Posted: Tue Oct 28, 2003 4:01 am
by JAM
Use file() to read a file into an array. In the below, I creted the array directly, but you should get the point. I hope this will get to some ideas.
Use explode and/or regular expressions/string functions to strip and remove spaces and quotes prior to this.
Code: Select all
Array
(
[0] => egg
[1] => apple
[2] => egg
[3] => orange
[4] => banana
[5] => "chinese word"
[6] => "italian word"
[7] => "chinese word"
)
Array
(
[egg] => 2
[apple] => 1
[orange] => 1
[banana] => 1
["chinese word"] => 2
["italian word"] => 1
)
<pre>
<?php
$array = array('egg','apple','egg','orange','banana','"chinese word"','"italian word"','"chinese word"');
$result = array();
foreach ($array as $value) {
$i = 0;
foreach ($array as $counter) {
if ($counter == $value) {$i++; }
}
$result[$value] = $i;
}
print_r($array);
print_r($result);
?>
</pre>
Posted: Tue Oct 28, 2003 7:47 pm
by theclay7
thanks...however, I tried...but it is always timeout...it is because
1) I have a record of more than 100,000....this is a headache.
And 2), how can I group likely terms as follow:
hithway 200
hithway 300
hithway special
hithway
Any clue? thanks for you help again.

Posted: Tue Oct 28, 2003 7:56 pm
by theclay7
Actually, I am trying to output the data from Oracle database..
each day there may be 10,000 + entries to the search field with different words in different patterns.
I would like to count the top 10 frequent words and also count the rest in descending orders. Therefore I tried to spool all the output into a file, but it tooks hours and the txt file is huge, which is not efficient.
Does anyone know any SQL command that will do my task? OR if using PHP. how to be more effective?
thanks
Posted: Tue Oct 28, 2003 8:00 pm
by JAM
Ugh, not asking for much are you?
What I can think of is...
http://se.php.net/manual/en/function.set-time-limit.php
To change the execution time setting in php (might want to read the first usercomment about apache also).

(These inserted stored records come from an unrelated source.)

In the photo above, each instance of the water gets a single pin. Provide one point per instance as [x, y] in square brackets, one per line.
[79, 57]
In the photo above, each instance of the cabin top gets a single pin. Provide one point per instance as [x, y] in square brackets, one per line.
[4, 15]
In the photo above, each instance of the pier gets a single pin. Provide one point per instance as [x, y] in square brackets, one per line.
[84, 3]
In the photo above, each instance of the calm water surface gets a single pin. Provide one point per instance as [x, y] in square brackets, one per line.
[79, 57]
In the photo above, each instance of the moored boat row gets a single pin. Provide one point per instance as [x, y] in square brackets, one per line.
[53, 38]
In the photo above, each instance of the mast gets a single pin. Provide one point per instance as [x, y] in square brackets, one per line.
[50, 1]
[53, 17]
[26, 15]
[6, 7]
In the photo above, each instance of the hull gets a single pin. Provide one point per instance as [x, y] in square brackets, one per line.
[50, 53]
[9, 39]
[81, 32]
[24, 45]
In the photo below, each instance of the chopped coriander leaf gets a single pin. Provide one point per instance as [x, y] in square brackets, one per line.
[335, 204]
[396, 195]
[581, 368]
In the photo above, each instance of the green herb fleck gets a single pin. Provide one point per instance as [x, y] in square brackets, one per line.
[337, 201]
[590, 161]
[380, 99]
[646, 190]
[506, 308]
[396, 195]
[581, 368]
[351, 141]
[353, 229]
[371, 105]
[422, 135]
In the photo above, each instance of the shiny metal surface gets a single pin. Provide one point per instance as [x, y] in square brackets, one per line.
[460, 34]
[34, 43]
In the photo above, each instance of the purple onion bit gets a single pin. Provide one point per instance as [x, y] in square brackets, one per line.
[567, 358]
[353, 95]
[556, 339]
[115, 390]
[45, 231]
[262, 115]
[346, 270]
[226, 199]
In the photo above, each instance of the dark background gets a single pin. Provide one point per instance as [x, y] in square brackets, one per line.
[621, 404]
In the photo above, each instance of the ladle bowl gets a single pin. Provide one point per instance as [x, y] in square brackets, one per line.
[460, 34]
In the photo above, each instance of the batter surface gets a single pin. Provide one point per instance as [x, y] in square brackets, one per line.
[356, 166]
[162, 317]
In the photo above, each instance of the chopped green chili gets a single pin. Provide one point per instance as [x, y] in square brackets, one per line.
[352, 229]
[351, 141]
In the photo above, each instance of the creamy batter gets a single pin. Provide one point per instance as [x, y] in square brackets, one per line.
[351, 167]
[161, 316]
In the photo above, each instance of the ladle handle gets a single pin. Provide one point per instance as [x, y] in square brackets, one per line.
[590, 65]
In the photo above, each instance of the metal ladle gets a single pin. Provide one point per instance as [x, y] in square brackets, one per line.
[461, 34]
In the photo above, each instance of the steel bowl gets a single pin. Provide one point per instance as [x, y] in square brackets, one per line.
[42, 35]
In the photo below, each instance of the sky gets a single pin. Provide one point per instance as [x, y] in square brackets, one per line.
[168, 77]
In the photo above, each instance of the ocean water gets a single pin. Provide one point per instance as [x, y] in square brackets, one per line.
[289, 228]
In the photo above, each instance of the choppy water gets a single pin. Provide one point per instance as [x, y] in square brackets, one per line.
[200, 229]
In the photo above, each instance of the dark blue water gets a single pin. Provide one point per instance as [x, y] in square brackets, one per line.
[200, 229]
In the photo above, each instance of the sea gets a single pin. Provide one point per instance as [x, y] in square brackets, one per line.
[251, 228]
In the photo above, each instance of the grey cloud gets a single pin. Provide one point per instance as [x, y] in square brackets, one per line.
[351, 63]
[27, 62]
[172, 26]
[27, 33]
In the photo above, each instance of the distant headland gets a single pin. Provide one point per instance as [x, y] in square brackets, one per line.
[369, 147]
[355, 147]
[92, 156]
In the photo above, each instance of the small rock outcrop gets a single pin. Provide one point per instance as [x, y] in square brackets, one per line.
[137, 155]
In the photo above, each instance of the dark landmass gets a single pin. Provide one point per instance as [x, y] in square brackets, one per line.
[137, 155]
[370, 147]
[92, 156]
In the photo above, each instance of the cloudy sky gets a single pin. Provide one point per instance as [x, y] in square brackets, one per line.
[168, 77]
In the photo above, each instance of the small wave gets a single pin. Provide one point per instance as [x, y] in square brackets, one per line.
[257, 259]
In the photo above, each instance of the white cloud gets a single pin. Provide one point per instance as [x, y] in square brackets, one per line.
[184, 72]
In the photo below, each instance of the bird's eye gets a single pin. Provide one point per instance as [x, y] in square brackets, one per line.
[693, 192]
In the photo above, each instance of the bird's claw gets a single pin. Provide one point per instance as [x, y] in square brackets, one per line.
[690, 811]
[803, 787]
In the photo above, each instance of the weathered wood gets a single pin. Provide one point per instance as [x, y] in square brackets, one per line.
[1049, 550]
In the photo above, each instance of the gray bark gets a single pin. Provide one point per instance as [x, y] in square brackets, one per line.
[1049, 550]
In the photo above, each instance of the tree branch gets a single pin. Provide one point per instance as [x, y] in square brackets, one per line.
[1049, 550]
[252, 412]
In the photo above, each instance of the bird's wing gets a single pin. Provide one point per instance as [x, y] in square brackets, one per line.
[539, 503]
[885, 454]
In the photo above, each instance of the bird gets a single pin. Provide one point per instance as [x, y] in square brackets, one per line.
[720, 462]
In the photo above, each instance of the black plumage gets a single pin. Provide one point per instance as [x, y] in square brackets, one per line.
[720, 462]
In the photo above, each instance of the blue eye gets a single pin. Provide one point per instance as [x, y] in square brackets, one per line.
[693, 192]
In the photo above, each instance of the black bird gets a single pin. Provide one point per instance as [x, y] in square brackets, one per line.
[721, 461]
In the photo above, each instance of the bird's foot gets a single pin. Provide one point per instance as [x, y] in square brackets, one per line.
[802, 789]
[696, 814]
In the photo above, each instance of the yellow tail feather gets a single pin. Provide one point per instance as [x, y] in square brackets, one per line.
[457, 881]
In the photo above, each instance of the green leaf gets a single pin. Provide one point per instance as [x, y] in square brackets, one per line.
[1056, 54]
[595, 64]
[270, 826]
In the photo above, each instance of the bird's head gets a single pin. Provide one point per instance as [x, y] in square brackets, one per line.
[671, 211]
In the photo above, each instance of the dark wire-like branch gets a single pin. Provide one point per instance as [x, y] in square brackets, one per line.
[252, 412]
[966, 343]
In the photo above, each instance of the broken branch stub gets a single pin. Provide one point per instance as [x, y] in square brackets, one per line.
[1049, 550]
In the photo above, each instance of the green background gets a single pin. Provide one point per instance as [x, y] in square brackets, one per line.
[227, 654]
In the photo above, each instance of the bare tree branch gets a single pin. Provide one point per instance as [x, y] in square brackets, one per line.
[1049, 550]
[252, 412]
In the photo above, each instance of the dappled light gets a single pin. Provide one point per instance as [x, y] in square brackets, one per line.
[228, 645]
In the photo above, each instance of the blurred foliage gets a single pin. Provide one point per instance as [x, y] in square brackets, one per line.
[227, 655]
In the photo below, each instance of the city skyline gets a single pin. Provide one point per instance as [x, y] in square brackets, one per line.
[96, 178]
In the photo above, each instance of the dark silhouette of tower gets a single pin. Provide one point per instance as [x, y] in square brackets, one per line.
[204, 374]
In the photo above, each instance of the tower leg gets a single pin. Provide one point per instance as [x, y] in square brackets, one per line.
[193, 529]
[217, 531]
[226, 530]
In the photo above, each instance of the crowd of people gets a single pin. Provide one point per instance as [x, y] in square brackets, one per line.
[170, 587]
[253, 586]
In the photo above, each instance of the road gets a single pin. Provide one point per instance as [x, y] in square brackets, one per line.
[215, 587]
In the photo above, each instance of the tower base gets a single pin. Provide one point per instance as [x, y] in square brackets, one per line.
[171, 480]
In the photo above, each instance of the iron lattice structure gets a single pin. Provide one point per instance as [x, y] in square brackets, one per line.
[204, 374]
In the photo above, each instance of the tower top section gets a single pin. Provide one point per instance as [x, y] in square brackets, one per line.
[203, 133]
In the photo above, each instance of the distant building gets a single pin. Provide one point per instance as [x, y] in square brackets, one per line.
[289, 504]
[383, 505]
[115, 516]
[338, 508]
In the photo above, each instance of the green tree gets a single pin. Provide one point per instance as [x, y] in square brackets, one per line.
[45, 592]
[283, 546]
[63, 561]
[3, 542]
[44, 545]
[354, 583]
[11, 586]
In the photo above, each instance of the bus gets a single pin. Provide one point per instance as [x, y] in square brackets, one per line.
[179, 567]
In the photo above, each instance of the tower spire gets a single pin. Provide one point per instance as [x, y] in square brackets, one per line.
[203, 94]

http://se.php.net/manual/en/function.soundex.php
For something that might be worth using matching similiar strings. Longshot...
But, if you have, or can get, access to a database, that would be prefered. All the above (counting, grouping, group likely terms, no limit in amount of data) can be done much easier if you have the data stored in a database.
Edit: Writing while you posted last post. Let us think.
Posted: Tue Oct 28, 2003 8:03 pm
by JAM
theclay7 wrote:Actually, I am trying to output the data from Oracle database..
each day there may be 10,000 + entries to the search field with different words in different patterns.
I would like to count the top 10 frequent words and also count the rest in descending orders. Therefore I tried to spool all the output into a file, but it tooks hours and the txt file is huge, which is not efficient.
Does anyone know any SQL command that will do my task? OR if using PHP. how to be more effective?
thanks
Not to familiar with Oracle, but count() and 'group by' exists so you would not have any issues with getting the results wanted from using db-queries.
Post some example data from the table holding the serached for data?